Malam yang dingin, di luar sana sedang hujan deras tapi sudah mulai reda. Aku sedang rebahan, ditemani ponsel kesayanganku. Mengusap layar, membuka semua aplikasi sosial media untuk mengecek notifikasi. Kali aja ada pesan dari doi (*eh, ngaaaarep😂).

Tetiba, si mama langsung masuk ke dalam kamarku. Ikut berhamburan denganku di tempat tidur. Rebahan bareng, ceritanya. Aku masih tetap dalam keadaan memegang ponselku. Sesekali mendengar cerita mama. Mama lagi curhat, tentang kuliah si adik. Jadi ceritanya mau ngatur strategi untuk menemani adik kuliah nanti (karena dia mahasiswa baru jadi kudu dianterin). Ah, padahal aku dulu nggak dianterin. 

Itulah, si mama. Beliau emang lebih khawatir sama anak lelakinya ini.
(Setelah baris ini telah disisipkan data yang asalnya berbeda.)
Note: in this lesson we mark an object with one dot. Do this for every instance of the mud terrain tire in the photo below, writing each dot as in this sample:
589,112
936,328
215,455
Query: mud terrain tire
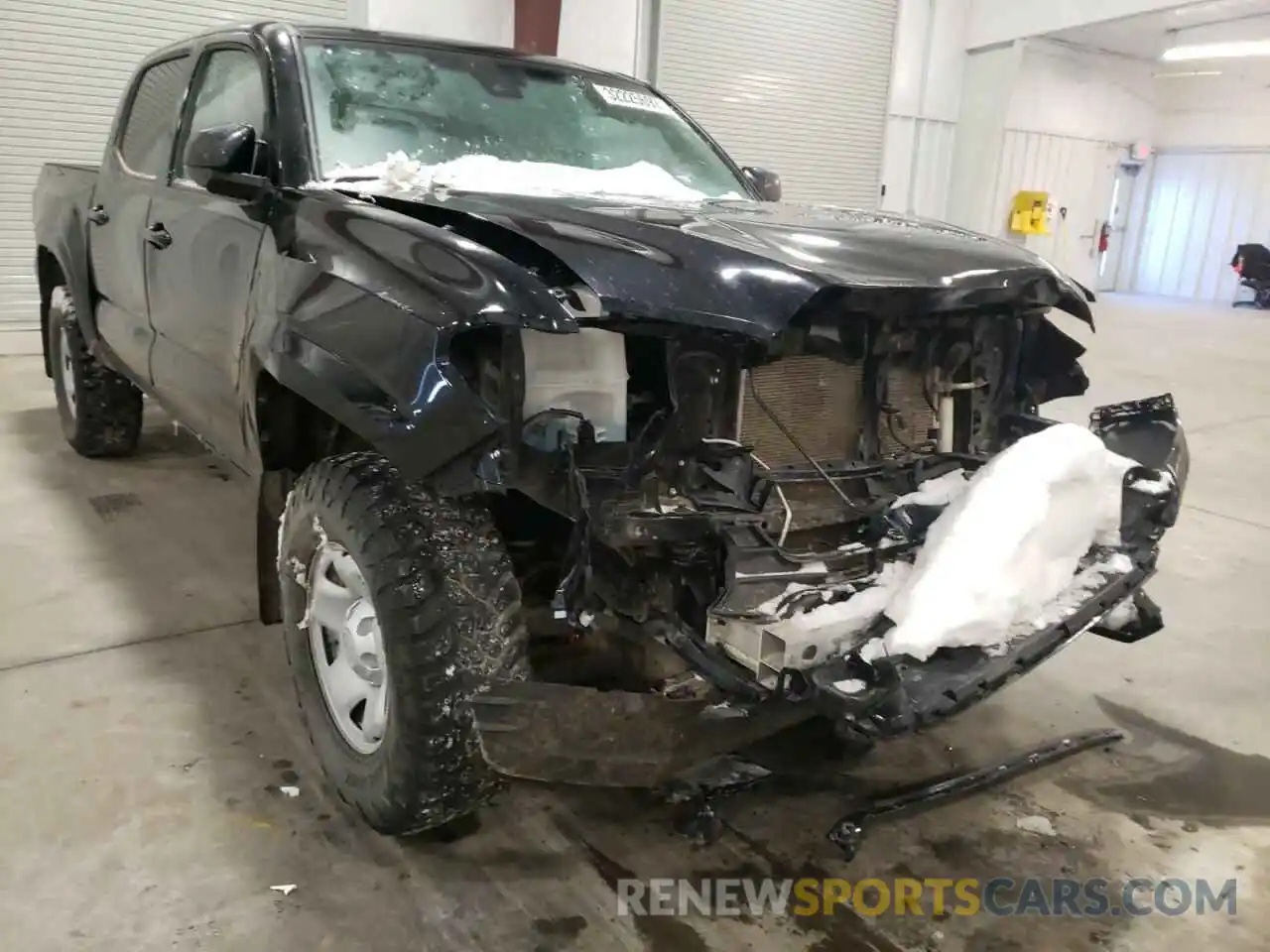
448,613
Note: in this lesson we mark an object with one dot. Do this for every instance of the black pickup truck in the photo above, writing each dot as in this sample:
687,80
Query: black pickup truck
564,424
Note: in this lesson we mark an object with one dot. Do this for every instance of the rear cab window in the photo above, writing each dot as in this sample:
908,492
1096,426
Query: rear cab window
150,125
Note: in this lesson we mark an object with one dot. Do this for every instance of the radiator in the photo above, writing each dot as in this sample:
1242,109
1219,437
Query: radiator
821,402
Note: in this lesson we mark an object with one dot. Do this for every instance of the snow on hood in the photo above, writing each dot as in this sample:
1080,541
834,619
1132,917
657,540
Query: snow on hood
1011,544
400,175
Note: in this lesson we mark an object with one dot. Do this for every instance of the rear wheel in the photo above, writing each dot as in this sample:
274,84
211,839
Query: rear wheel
100,411
397,607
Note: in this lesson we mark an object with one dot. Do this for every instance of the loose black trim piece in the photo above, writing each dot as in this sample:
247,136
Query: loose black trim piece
847,833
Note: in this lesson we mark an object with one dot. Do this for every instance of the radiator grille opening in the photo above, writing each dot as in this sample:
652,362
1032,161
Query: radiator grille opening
821,402
817,399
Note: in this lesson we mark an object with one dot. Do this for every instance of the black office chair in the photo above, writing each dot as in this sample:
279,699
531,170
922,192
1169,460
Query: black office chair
1252,264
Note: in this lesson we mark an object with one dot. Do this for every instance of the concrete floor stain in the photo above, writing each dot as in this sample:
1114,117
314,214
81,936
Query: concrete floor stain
661,933
1180,775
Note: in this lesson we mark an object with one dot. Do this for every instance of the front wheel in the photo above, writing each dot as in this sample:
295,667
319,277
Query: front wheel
398,606
99,411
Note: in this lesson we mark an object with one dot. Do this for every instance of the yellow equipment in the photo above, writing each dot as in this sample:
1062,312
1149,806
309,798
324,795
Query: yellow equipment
1028,214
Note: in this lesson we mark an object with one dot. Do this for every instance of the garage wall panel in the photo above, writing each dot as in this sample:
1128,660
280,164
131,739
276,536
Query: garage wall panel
919,186
799,86
1201,207
1079,175
63,67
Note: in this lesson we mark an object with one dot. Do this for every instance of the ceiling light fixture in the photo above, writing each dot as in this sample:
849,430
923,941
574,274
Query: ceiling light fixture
1218,51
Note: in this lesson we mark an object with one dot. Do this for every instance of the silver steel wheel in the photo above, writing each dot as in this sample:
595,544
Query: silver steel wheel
67,371
347,648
Soalnya, laki-laki lebih rentan ikut-ikutan -mudah terpengaruh- ini juga kalau pas dapet teman gandengan yang kurang baik (inilah yang ditakutkan si mama). Kalau aku sih, cukup bangun kepercayaan aja sama anaknya. Tapi mama gitu, beliau emang kurang percaya kalau si adikku ini ngurus semuanya sendiri. 

Aku sesekali memberikan solusi, baiknya gimana. Ya, agak rempong juga sih. Tahu kan, kalau misalnya baru pertama kali datang di suatu daerah dan ada niat bakalan tinggal disana. Cari tempat tinggal, keperluan masak, perlengkapan di dalam rumah atau kos. Nah, wajar juga sih kalau harus diantarkan. Adik kan, laki-laki yah. Mana paham soal begituan. Ah, ternyata sisi kecemburuanku bergejolak disini. Tapi, kumaklumi.

Aku sempat menawarkan diri untuk bantu kesana, ngurusin. Tapi setelah dibicarakan dan kupikir-pikir lagi, bakalan lebih rempong kalau aku ikutan juga. Ya udah, kuurungkan lagi niatku. Jadi, fix mama sendirian yang pergi nganterin adik ke Palu untuk kuliah.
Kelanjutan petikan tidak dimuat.